Un poco antes de llegar al pueblo, le llamó mucho la atención una colina a la derecha del sendero. Estaba tapizada de un verde maravilloso y había un montón de árboles, pájaros y flores encantadores. La rodeaba por completo una especie de pequeña valla de madera lustrada. Una portezuela de bronce lo invitaba a entrar. De pronto, sintió que olvidaba el pueblo y sucumbió ante la tentación de descansar por un momento en aquél lugar. El buscador traspasó el portal y empezó a caminar lentamente entre las piedras blancas que estaban distribuidas como al azar, entre los árboles. Dejó que sus ojos se posaran como mariposas en cada detalle de aquel paraíso multicolor. Sus ojos eran los de un buscador, y quizá por eso descubrió aquella inscripción sobre una de las piedras:
Abdul Tareg, vivió 8 años, 6 meses, 2 semanas y 3 días
Se sobrecogió un poco al darse cuenta de que aquella piedra no era simplemente una piedra: era una lápida. Sintió pena al pensar que un niño de tan corta edad estaba enterrado en aquel lugar. Mirando a su alrededor, el hombre se dio cuenta de que la piedra de al lado también tenía una inscripción. Se acercó a leerla.

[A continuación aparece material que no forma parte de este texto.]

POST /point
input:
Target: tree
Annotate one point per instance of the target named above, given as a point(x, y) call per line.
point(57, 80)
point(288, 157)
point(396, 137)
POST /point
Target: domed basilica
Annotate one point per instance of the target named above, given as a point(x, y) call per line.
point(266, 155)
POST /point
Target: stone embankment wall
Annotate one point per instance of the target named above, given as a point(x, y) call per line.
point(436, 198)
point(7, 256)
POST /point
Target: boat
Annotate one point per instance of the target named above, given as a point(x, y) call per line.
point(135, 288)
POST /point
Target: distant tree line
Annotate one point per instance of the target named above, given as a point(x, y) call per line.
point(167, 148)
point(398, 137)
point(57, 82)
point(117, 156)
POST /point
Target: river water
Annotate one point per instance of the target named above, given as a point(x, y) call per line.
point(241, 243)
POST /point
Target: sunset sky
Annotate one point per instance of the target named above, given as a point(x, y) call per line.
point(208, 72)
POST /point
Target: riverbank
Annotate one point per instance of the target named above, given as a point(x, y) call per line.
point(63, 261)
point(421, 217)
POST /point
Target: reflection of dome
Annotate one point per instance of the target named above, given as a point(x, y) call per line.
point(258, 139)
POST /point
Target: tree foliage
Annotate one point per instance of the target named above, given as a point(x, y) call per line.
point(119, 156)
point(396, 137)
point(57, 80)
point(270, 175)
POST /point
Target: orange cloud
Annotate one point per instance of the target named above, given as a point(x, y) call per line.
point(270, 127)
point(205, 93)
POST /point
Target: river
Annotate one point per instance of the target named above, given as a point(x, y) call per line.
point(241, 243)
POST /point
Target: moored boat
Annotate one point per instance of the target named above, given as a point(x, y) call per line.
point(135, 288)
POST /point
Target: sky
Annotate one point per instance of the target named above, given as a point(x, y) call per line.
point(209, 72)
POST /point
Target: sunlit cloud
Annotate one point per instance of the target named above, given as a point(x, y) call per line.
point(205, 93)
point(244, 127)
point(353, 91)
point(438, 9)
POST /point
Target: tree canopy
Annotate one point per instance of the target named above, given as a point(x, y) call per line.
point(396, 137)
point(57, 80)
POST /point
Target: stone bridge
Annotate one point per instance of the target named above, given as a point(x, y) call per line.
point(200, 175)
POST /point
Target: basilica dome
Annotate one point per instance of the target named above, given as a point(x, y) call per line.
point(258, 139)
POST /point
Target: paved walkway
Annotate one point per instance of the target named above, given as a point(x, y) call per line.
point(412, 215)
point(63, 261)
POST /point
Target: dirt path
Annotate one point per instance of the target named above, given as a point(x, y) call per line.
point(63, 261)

Decía: Yamir Kalib, vivió 5 años, 8 meses y 3 semanas
El buscador se sintió terriblemente conmocionado. Aquel hermoso lugar era un cementerio, y cada piedra era una tumba.
Una por una, empezó a leer las lápidas. Todas tenían inscripciones similares: un nombre y el tiempo de vida exacto del muerto. Pero lo que lo conectó con el espanto fue comprobar que el que más tiempo había vivido sobrepasaba apenas los once años.
Embargado por un dolor terrible, se sentó y se puso a llorar.
El cuidador del cementerio pasaba por allí y se acercó. Lo miró llorar durante un rato en silencio y luego le preguntó si lloraba por algún familiar.
“No, por ningún familiar”, dijo el buscador. “¿Qué pasa en este pueblo? ¿Qué cosa tan terrible hay en esta ciudad? ¿Por qué hay tantos niños muertos enterrados en este lugar? ¿Cuál es la horrible maldición que pesa sobre esta gente, que les ha obligado a construir un cementerio de niños?”
El anciano sonrió y dijo:
"Puede usted serenarse. No hay tal maldición. Lo que pasa es que aquí tenemos una vieja costumbre. Le contaré...: cuando un joven cumple quince años, sus padres le regalan una libreta como esta que tengo aquí, para que se la cuelgue al cuello. Es tradición entre nosotros que, a partir de ese momento, cada vez que uno disfruta intensamente de algo, abre la libreta y anota en ella:
A la izquierda, qué fue lo disfrutado... A la derecha, cuánto tiempo duró el gozo...
Conoció a su novia y se enamoró de ella. ¿Cuánto tiempo duró esa pasión enorme y el placer de conocerla? ¿Una semana? ¿Dos? ¿Tres semanas y media...? Y después, la emoción del primer beso, el placer maravilloso del primer beso... ¿Cuánto duró?, ¿el minuto y medio del beso?, ¿dos días?, ¿una semana?, ¿y el embarazo y el nacimiento del primer hijo?, ¿y la boda de los amigos?, ¿y el viaje más deseado?, ¿y el encuentro con el hermano que vuelve de un país lejano?, ¿cuánto tiempo duró el disfrutar de estas situaciones?, ¿horas?, ¿días?
Así, vamos anotando en la libreta cada momento que disfrutamos... Cada momento.
Cuando alguien se muere, es nuestra costumbre abrir su libreta y sumar el tiempo de lo disfrutado para escribirlo sobre su tumba. Porque ese es para nosotros el único y verdadero tiempo vivido.